From: Ard Biesheuvel <ardb+git@google.com>
To: linux-crypto@vger.kernel.org
Cc: ebiggers@kernel.org, herbert@gondor.apana.org.au,
Ard Biesheuvel <ardb@kernel.org>
Subject: [PATCH v2 4/8] crypto: arm64/aes-ccm - Replace bytewise tail handling with NEON permute
Date: Thu, 18 Jan 2024 18:06:33 +0100 [thread overview]
Message-ID: <20240118170628.3049797-14-ardb+git@google.com> (raw)
In-Reply-To: <20240118170628.3049797-10-ardb+git@google.com>
From: Ard Biesheuvel <ardb@kernel.org>
Implement the CCM tail handling using a single sequence that uses
permute vectors and overlapping loads and stores, rather than going over
the tail byte by byte in a loop, and using scalar operations.

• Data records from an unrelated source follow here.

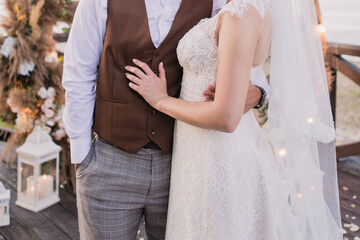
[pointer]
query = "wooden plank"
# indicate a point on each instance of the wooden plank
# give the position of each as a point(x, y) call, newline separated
point(16, 230)
point(45, 224)
point(348, 150)
point(63, 220)
point(347, 49)
point(36, 224)
point(347, 68)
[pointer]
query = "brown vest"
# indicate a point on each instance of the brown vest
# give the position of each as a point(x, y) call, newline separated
point(121, 116)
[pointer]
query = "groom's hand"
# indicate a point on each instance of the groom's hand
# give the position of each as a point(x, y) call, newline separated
point(252, 99)
point(209, 93)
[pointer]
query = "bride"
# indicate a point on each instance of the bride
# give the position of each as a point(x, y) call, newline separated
point(230, 179)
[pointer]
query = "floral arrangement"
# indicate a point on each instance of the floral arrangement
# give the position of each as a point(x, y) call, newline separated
point(30, 73)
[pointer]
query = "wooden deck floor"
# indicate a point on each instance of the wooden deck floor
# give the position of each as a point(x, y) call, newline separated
point(60, 220)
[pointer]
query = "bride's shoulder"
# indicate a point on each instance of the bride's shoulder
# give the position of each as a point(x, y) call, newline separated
point(239, 8)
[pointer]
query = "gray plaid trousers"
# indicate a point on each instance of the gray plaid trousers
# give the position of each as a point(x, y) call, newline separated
point(115, 189)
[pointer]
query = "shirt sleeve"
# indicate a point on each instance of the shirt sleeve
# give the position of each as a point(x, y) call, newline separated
point(81, 60)
point(217, 6)
point(261, 81)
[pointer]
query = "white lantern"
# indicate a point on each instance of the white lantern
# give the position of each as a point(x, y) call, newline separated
point(38, 172)
point(4, 206)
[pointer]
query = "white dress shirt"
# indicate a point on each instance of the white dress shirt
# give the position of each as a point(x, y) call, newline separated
point(82, 56)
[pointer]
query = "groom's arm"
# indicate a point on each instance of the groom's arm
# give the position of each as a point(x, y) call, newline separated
point(254, 93)
point(81, 59)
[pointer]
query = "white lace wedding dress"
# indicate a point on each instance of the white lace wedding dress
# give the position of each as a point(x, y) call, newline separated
point(223, 186)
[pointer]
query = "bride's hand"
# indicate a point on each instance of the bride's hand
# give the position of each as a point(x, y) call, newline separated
point(147, 84)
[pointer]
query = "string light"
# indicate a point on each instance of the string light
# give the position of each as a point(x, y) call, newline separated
point(310, 120)
point(321, 28)
point(282, 152)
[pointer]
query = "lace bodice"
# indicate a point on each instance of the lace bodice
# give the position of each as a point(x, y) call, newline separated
point(223, 186)
point(198, 50)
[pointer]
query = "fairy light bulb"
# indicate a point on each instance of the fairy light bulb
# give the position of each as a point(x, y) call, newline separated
point(310, 120)
point(321, 28)
point(282, 152)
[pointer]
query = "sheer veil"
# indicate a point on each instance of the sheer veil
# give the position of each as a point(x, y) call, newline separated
point(301, 124)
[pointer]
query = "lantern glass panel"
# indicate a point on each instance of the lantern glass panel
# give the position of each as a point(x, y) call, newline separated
point(3, 213)
point(47, 178)
point(27, 182)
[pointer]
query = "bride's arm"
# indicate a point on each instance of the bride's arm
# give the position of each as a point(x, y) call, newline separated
point(237, 43)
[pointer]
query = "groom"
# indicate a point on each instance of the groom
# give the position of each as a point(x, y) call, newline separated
point(124, 174)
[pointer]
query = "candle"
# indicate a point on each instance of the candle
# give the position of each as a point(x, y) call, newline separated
point(2, 214)
point(45, 187)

This is
more efficient, even though the measured speedup is only around 1-2% on
the CPUs I have tried.
Signed-off-by: Ard Biesheuvel <ardb@kernel.org>
---
arch/arm64/crypto/aes-ce-ccm-core.S | 59 +++++++++++++-------
1 file changed, 38 insertions(+), 21 deletions(-)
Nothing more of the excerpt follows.